I won a lovely ARC of this Jodi Lynn Anderson title at the Pinecrest YA Bookclub’s anniversary meeting. I had to pick among a few titles, which was difficult, but Midnight at the Electric won me over with the promise of interlocking narratives.
In 2065, introverted Adri prepares to set out on a colonization mission to Mars. While she stays with a previously unknown cousin, she prepares for her journey to space. But weeks before launch she finds the journal of a girl who lived in her cousin’s house more than a hundred years ago and is drawn into her story.
In 1934, Catherine and her family are struggling amid the uncertainty of the Dust Bowl. With their home and lives at risk, she must face her fears and decide if she can sacrifice everything she knows to preserve the health of the one she loves.
In 1919, England is recovering from the first World War. Lenore finds refuge from grief with the help of an unexpected and mysterious guest. Though he makes her question her resolve, Lenore dreams of voyaging to America to reunite with her childhood friend.
The fates of Adri, Catherine, and Lenore are linked in a tale that explores love, loss, and determination.
Let’s get into it…
I was really digging the Mars timeline when I read the back cover (who doesn’t like space travel, amiright?). But, when I started reading I found myself a little disappointed with the opening Adri chapters. The 2065 setting had all the hallmarks of not-so-distant-future-dom: fancy electronic car, food printing, colonization of Mars. I was waiting for something new. But what I learned as I read on was that there’s a reason there isn’t a focus on unique sci-fi world building: Midnight at the Electric is not a sci-fi story. It’s a story about humanity, about what connects us. Thus, the novels intermingling of different time periods is where its strength truly lies.
Like Adri, I was easily drawn into Catherine’s story. I’d heard of the Dust Bowl, but my knowledge of it was limited to mentions of it in larger discussions of the Great Depression. I’d never considered the health threats that might come from the constant dust in the air. Catherine’s concern for her sister was endearing, and I actually rooted for her romance with Ellis (something I rarely do). Her desperation and her hope drove me on, leading me to…

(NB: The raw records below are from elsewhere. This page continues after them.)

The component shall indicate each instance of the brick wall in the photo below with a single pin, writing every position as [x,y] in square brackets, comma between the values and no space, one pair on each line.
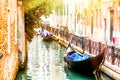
[8,44]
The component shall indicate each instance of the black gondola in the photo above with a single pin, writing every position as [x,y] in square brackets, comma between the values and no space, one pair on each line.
[85,66]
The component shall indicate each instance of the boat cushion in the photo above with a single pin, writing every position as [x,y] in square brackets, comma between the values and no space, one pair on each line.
[78,57]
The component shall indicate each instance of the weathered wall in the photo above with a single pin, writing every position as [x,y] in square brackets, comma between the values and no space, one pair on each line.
[21,34]
[8,39]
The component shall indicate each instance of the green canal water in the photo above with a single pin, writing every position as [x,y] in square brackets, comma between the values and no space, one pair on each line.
[45,62]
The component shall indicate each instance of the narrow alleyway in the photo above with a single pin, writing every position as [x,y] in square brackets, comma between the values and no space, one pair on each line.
[45,62]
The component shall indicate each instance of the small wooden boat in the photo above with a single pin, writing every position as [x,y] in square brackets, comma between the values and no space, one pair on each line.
[85,65]
[48,38]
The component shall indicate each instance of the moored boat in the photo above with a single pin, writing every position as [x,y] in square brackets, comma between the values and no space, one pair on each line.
[47,38]
[82,63]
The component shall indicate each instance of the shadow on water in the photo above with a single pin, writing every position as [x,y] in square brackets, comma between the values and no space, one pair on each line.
[45,62]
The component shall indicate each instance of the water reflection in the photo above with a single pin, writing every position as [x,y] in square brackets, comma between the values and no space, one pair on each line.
[45,62]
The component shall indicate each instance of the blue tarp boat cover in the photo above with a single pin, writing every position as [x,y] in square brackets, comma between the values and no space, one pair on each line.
[78,56]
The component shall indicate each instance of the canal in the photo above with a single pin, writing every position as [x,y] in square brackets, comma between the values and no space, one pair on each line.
[45,62]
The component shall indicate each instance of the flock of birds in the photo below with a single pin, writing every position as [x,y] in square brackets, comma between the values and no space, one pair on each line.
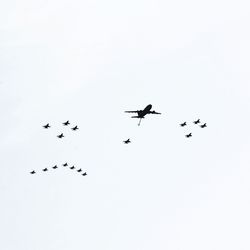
[64,165]
[140,114]
[197,122]
[67,123]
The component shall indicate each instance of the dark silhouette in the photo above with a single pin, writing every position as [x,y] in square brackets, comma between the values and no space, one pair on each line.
[141,113]
[189,135]
[127,141]
[46,126]
[60,136]
[203,125]
[75,128]
[66,123]
[197,121]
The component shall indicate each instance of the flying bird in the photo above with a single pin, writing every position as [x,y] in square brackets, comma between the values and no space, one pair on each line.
[189,135]
[127,141]
[46,126]
[197,121]
[75,128]
[203,125]
[142,113]
[60,136]
[66,123]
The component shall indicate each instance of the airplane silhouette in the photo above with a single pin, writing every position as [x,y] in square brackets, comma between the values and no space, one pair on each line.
[75,128]
[60,136]
[189,135]
[66,123]
[127,141]
[141,113]
[46,126]
[196,122]
[204,125]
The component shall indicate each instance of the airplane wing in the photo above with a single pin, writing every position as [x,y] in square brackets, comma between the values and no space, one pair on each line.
[153,112]
[133,111]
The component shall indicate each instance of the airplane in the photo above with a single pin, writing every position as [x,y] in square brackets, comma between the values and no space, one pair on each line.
[75,128]
[127,141]
[46,126]
[66,123]
[60,136]
[204,125]
[183,124]
[189,135]
[141,113]
[196,122]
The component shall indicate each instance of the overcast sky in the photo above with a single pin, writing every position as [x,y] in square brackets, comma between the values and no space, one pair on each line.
[89,61]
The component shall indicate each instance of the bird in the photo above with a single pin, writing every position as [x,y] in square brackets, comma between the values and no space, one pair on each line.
[203,125]
[60,136]
[183,124]
[127,141]
[66,123]
[46,126]
[197,121]
[75,128]
[189,135]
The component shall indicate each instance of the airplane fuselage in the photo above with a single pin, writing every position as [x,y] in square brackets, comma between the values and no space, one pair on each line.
[145,111]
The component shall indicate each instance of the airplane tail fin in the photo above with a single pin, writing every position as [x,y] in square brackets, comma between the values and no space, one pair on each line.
[137,117]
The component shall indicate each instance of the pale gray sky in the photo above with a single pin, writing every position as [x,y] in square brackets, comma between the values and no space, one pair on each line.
[88,61]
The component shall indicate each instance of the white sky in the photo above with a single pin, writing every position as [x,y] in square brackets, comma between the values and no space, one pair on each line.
[88,61]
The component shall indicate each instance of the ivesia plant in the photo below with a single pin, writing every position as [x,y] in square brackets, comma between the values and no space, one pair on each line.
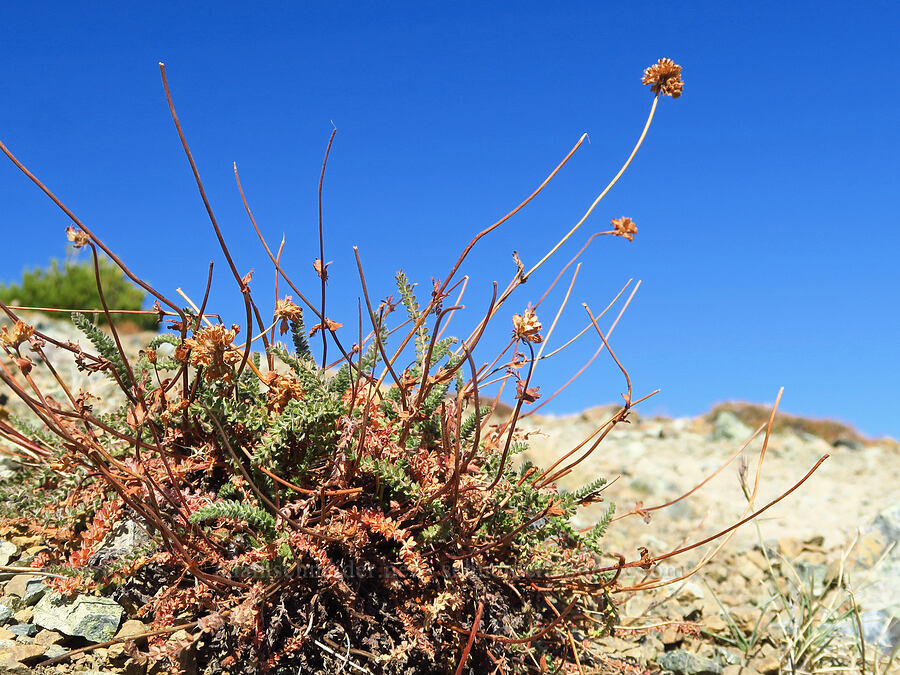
[73,286]
[367,515]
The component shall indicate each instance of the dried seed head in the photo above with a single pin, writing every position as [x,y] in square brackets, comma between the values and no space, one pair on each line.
[526,326]
[664,77]
[21,331]
[287,311]
[211,348]
[625,227]
[282,390]
[78,237]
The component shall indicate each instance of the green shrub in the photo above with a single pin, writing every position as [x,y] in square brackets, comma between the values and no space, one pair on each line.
[74,286]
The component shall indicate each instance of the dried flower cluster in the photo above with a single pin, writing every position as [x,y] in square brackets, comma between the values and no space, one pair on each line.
[664,77]
[369,516]
[526,326]
[624,227]
[213,350]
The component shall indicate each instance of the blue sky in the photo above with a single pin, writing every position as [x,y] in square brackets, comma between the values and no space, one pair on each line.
[765,196]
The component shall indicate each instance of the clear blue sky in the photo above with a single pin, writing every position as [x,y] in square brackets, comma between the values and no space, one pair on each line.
[766,196]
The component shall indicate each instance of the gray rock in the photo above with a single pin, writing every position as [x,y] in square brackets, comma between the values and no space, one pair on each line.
[26,586]
[849,443]
[26,629]
[53,651]
[727,427]
[683,662]
[95,619]
[888,523]
[126,538]
[9,666]
[7,551]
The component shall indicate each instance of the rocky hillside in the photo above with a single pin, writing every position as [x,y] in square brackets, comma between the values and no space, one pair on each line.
[781,596]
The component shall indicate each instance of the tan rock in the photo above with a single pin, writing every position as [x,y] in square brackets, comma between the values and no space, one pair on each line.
[869,549]
[9,666]
[131,627]
[745,616]
[16,585]
[672,637]
[47,637]
[756,557]
[16,651]
[768,665]
[715,623]
[637,605]
[24,615]
[790,547]
[739,670]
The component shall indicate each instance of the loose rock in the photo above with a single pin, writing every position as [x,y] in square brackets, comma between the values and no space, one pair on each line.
[95,619]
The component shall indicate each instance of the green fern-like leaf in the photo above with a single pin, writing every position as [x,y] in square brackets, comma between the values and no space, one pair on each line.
[467,428]
[407,296]
[255,517]
[104,345]
[301,343]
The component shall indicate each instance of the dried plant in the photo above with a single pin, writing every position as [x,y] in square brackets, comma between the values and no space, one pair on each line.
[367,514]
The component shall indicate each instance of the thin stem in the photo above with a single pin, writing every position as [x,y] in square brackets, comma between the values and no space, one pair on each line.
[323,273]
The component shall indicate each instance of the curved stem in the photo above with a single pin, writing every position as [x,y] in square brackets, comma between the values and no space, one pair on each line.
[602,194]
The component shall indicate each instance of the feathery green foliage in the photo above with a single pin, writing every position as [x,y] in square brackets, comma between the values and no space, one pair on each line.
[74,286]
[104,345]
[253,516]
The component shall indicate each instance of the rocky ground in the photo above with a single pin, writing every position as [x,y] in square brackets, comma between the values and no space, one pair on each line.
[787,593]
[783,593]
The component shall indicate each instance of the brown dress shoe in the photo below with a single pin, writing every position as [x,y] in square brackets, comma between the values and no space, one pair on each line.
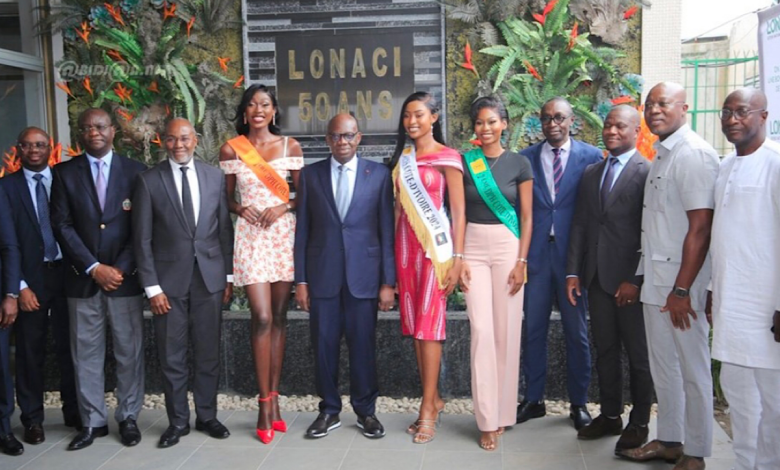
[600,427]
[653,450]
[633,436]
[689,463]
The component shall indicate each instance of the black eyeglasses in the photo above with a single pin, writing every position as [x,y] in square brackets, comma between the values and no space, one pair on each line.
[740,114]
[558,118]
[30,145]
[349,136]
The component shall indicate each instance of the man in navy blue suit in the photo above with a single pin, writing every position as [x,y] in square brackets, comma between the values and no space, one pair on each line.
[10,272]
[558,163]
[42,299]
[344,269]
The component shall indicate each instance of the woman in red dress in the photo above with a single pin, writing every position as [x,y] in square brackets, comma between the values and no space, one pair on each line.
[428,253]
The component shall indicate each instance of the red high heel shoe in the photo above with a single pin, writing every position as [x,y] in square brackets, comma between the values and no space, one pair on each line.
[280,425]
[265,435]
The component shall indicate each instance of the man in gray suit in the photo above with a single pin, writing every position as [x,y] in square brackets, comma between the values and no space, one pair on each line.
[604,251]
[183,240]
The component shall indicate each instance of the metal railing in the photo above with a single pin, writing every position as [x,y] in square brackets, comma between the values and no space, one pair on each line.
[708,81]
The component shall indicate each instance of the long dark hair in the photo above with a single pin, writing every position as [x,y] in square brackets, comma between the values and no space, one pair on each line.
[242,128]
[433,107]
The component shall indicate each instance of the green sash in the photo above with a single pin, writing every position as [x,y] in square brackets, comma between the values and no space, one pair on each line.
[488,189]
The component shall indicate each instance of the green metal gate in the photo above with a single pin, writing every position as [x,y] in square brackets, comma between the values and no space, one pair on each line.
[708,82]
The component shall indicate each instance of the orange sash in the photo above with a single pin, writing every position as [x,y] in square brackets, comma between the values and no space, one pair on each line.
[264,172]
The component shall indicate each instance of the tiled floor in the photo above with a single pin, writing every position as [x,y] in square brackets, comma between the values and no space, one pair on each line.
[543,444]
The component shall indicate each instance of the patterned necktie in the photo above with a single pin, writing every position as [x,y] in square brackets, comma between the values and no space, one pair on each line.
[42,201]
[606,186]
[342,192]
[100,184]
[186,199]
[557,170]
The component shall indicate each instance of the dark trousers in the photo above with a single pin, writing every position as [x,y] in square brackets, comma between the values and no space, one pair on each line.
[546,281]
[196,317]
[31,329]
[613,326]
[6,382]
[356,319]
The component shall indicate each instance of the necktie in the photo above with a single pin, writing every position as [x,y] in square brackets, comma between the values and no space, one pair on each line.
[606,186]
[100,184]
[186,199]
[342,192]
[557,170]
[42,200]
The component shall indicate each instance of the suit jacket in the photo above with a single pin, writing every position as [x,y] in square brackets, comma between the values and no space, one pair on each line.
[88,235]
[357,252]
[607,239]
[165,247]
[10,257]
[28,229]
[559,213]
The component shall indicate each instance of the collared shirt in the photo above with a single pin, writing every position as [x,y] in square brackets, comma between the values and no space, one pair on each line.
[623,159]
[745,251]
[681,178]
[31,185]
[351,173]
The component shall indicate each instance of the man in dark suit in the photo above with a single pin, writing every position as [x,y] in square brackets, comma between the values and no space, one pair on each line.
[558,163]
[344,261]
[183,239]
[90,214]
[41,290]
[10,273]
[604,252]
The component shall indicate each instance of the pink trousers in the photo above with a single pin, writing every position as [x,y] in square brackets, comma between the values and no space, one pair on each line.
[496,320]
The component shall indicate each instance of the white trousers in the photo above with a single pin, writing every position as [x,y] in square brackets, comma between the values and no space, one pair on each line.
[680,365]
[754,405]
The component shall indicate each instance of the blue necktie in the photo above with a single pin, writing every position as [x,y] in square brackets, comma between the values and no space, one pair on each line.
[49,244]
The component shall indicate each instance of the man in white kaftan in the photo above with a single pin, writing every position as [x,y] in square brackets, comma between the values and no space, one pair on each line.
[745,251]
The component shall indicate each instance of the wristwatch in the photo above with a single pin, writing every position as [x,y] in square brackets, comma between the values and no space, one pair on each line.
[680,292]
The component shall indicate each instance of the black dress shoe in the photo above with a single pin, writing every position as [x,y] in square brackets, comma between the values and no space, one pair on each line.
[530,410]
[171,435]
[371,426]
[600,427]
[9,445]
[130,433]
[633,436]
[33,434]
[86,437]
[213,428]
[323,425]
[579,414]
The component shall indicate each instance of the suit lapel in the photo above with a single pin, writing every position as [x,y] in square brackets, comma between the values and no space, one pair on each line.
[166,175]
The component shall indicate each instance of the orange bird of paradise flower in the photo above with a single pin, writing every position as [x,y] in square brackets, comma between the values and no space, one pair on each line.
[83,33]
[74,152]
[223,63]
[532,70]
[115,55]
[64,87]
[572,36]
[88,86]
[622,100]
[468,65]
[123,93]
[169,12]
[189,26]
[115,14]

Lenore. Her narrative, told in the epistolary format, was yet another twist. With World War I over, there’s less immediate danger than in Catherine’s life, yet Lenore seems similarly conflicted. She carries her grief and her dreams side by side. This places her in an intriguing emotional space, which influences the relationship she forms with James.
I read this novel in a single day. Aside from the fact that it’s a short-ish book, it’s easy to zoom through because you can’t help wanting to know how the three timelines are related. Even if there weren’t any ties between the three female protagonists, I’d still have been curious about a Galapagos tortoise’s being present in Kansas.
While the characters and the story within a story within a story aspect certainly kept me going, Jodi Lynn Aderson’s decision to use three different narrative forms also impressed me. Adri’s story is third person limited narration while Catherine and Lenore tell their own tales through journal entries and letters, respectively. The mix of these makes for an entertaining read. Props to the author for a successful experiment in form.
Final thoughts: Midnight at The Electric is a mashup in many senses. Its mix of timelines and narrative formats drives the plot forward, making it a quick, fun read. It’s got something for everyone – a touch of mystery, some sci-fi and history, and a few heartfelt and courageous female characters.